Find the Story with Your Team

Finding the story is the most important part as you need a baseline for your animated video or game. Without this, the characters’ actions will not make sense, and everything will be as unnatural as possible. Gather a team and brainstorm.

What, where and when will be the first three questions that you have to answer. When a customer issues an approximate task, you need to create a full-fledged script based on it. Then it will be much easier. Decide on the moral, the ultimate goal and the message that your video or game carries.

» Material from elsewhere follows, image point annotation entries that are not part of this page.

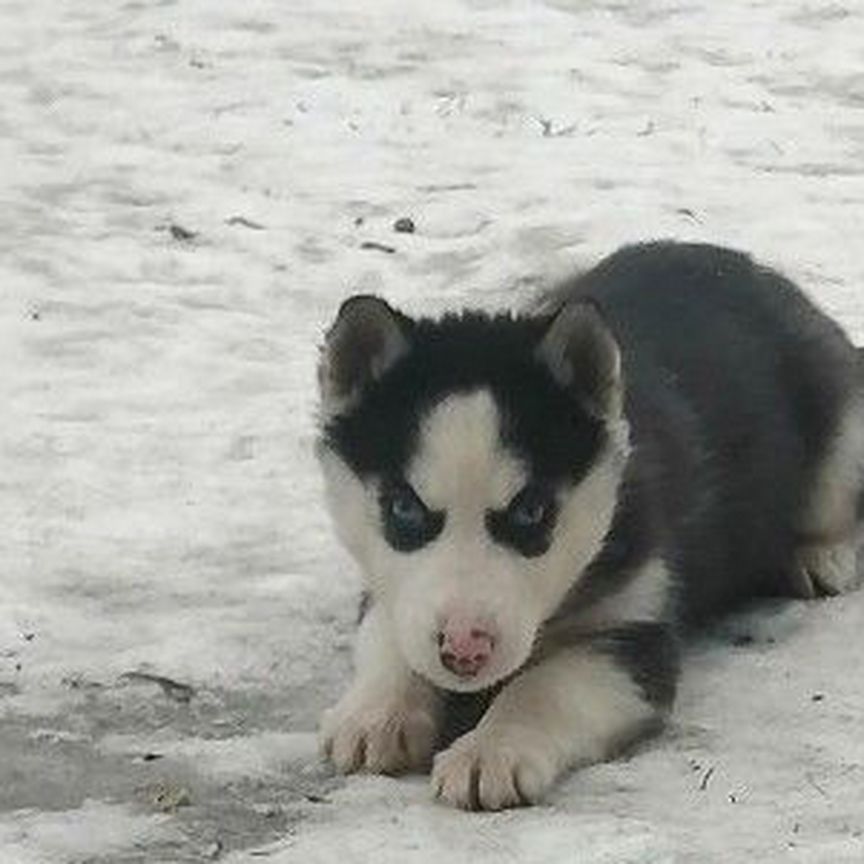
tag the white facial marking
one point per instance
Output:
(462, 468)
(461, 465)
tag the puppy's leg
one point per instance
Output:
(387, 721)
(576, 707)
(827, 559)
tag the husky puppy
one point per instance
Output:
(541, 505)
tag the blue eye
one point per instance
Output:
(408, 524)
(529, 509)
(406, 508)
(527, 522)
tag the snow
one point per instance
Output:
(186, 191)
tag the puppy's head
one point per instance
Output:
(472, 468)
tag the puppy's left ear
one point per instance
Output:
(583, 356)
(366, 339)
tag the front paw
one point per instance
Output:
(489, 770)
(381, 735)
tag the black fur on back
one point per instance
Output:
(461, 353)
(734, 385)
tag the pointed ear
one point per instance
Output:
(583, 356)
(366, 339)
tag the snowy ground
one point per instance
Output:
(186, 190)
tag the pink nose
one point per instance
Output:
(465, 650)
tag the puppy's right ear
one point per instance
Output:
(366, 339)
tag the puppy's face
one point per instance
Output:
(472, 471)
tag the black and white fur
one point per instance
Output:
(687, 431)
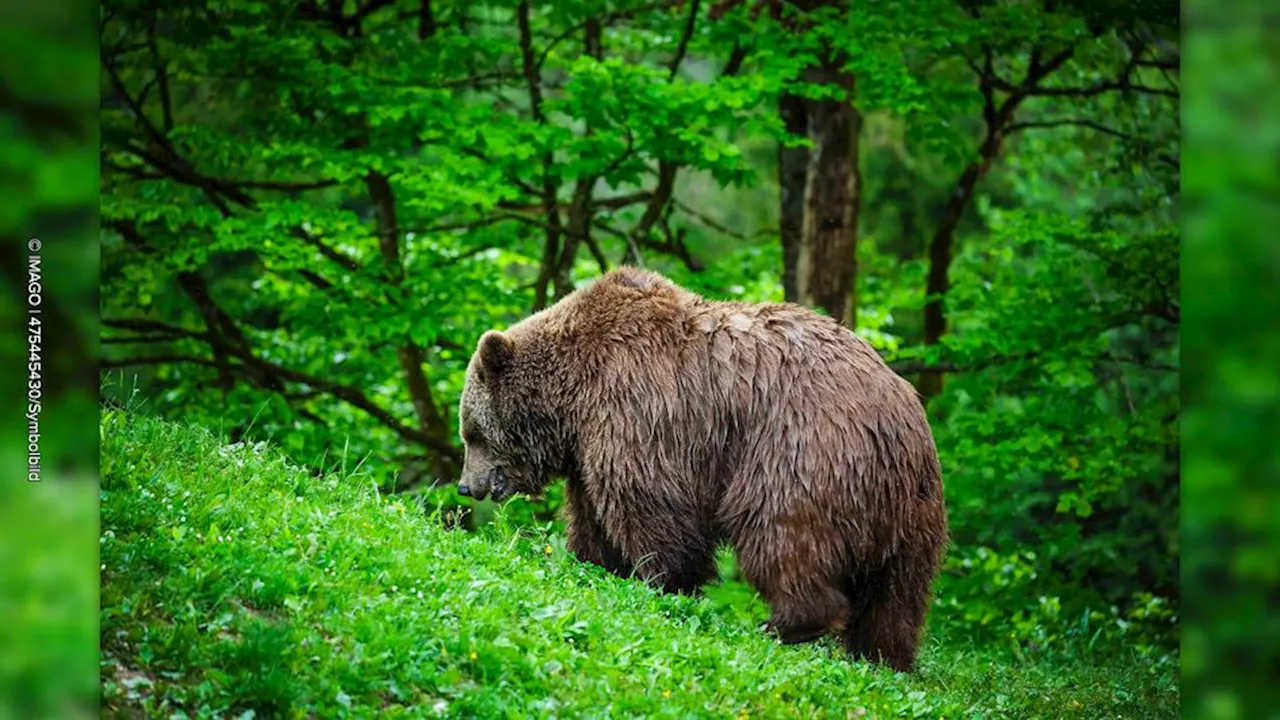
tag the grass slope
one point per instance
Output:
(237, 586)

Write down the characters’ dialogues, think over all the plot moves and coordinate this with the animators. Then you will have a working template that you can tweak a little even in the final stages. But script writing can take all of your time. This is especially problematic for students who have a lot of other paperwork. In this case, you need a paper helper to stay focused on more significant activities.

Know Your Run Time

It is always important to know how long the video, game or individual parts will be created during the final editing. Your script should match the declared duration perfectly. And the voice actor should not rush like a rapper, reciting dialogues. This is an important part of scripting and should be discussed with the technical department in advance. Then you won’t have any problems with the duration.

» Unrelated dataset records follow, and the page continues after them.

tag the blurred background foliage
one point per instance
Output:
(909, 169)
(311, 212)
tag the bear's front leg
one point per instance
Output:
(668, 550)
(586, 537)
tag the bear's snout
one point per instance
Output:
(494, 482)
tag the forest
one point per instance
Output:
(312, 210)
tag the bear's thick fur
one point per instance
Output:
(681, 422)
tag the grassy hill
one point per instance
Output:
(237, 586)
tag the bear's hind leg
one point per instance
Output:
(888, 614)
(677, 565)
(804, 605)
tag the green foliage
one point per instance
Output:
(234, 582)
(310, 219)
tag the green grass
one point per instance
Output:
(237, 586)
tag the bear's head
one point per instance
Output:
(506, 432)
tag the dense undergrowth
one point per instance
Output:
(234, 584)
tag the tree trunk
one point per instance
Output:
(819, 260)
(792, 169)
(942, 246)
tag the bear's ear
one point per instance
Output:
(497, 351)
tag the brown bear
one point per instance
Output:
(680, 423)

The problem with the right duration affects not only the final result but also your daily schedule. If you are a student and running out of time, then a fast essay writer is needed. Third-party help will give you a little more time to polish your script.

Let Visuals Do the Heavy Lifting

Any animated video or game is not only thousands of scripted pages but also a visual story. Let the artists and animators do their job. Let’s say you need to tell a story with repeated repetition of certain information. It would be crazy to write about the same thing 3-5 times. Perhaps you need to present graphics or animated frames that speak more eloquently and understandably than a ton of script.

Sometimes a script can be written even without a single word that the voiceover has to say. But it takes a lot of skill. Think of a silent movie. These are situational sketches and full visualization despite technical limitations. This style is especially relevant for many video games. The script is not necessarily dialoguing.

Watch Your Transitions

This advice is especially relevant for those who create short videos or animated booklets. The author must understand that the script is not a loose interpretation of any topic. You need to keep track of the visual changes in frames and moods. Typically, a rough sketch needs to be done and coordinated with animators and visual artists. Then the final result will be better, and you will save a lot of time.

Sometimes a few words are enough to get your audience to believe you. It takes a lot of work. Imagine a one-minute animation of a family and the mother-child relationship. Would a few pages of text be appropriate here? You also don’t always need to go into details. Try to pull the strings that will reach the heart of your viewer.

Cut Your Word Count

If your video or dialogue in the game lasts one minute, then this does not mean that you should write as much text as possible. It would be ridiculous to hear an announcer struggling to read absolutely your entire script. It is necessary to make visual accents so that the end viewer can analyze and remember the information that you want to convey.

Sometimes you need to edit the script several times, cutting out everything that does not correspond to the general concept. This is true for both the game industry and visual animation. Don’t be afraid to convey the meaning of your video visually or to pause. This is normal and does not degrade the final result.


These five tips seem obvious, but not all screenwriters stick to them. You should understand that the text should work. Sometimes it’s better to sacrifice quantity for quality. Also, do not forget that you must be a team player. Visual animation or video games is a team effort that requires coordinated action. If you adapt to the requirements and do not follow the basic principles, your script will be great.